Les lieux, la salle d’attente d’un notaire, dans laquelle un couple se dispute sur le sens moral contenu dans le fait d’accepter un héritage… puis un autre dans une autre dispute…

Les coins, les mini-scènes sur la scène changent, bougent un peu, avec le déplacement de quelques meubles, d’une table de cuisine…

Une scène m’a paru un peu isolée, et tenir son unité, dans cet enchevêtrement : un couple revient à la maternité dire que l’enfant qu’on leur a donné ne leur convient pas, qu’il n’est pas conforme à leur rêve, qu’il n’est sans doute pas le leur, dans un commun accord et un commun ressenti qui n’est jamais exprimé en ces temps où tout est déclaré violent et problématique dans les relations entre les femmes et les hommes. Cela montrait quelque chose comme l’universalité de la position de client qui est la nôtre presque partout et tout le temps. Cette position est maintenant tellement intégrée qu’elle est une identité, y compris pour celles et ceux qui s’horrifient par ailleurs de la marchandisation du monde et ne se voient pas dans toute sorte de moments où ils prennent cette posture autoritaire du client !

Certaines scènes sont baroques : une sorte d’adoration d’une urne funéraire, avec un des personnages qui renverse son attitude brusquement. Les correspondances flottantes entre des scènes tissent une toile de l’incertitude, métaphore, m’a-t-il semblé, de l’incertitude de nos visions, positions, justifications… de l’incertitude de la périlleuse interprétation de nos vies.

A la fin, tous ses personnages épongent la pluie qui pénètre la maison dans laquelle ils sont. Ils s’y mettent tous. Nous sommes plein de failles et de béances, le monde extérieur nous investit de sa puissance, contrecarre notre volonté de nous mettre à l’abri.

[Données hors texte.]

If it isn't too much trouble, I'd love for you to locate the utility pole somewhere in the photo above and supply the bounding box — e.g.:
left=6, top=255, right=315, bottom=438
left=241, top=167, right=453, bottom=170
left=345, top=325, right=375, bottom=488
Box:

Une place particulière est le premier spectacle du collectif « Les apaches » et la première pièce d’Olivier Augrond. Tous les acteurs sont excellents et leur jeu homogène. On voit l’équipe à l’œuvre. Le collectif et son auteur-metteur en scène mettent au centre du travail théâtral « l’élan intérieur », « l’imaginaire de l’acteur ». Une méthode d’une telle rigueur, portée par une telle recherche des profondeurs a besoin de temps pour exprimer pleinement. Le bâti permanent et incertain de l’objet du conflit montré sur scène est une singularité déconcertante de ce spectacle mais qui éloigne plutôt, les situations et les personnages n’étant au niveau de cette étrangeté.

Olivier Augrond nous dit : « En laissant de côté pour un temps le texte, j’invite l’acteur à inventer ses propres processus, à explorer les chemins qui le conduiront vers son foyer le plus secret. Grâce aux outils que sont le monologue intérieur, les interviews et les esquisses de personnages, l’acteur explore des territoires cachés, enfouis, disparates, insoupçonnés ». On ne peut que souhaiter une longue vie à ce collectif « Les apaches ».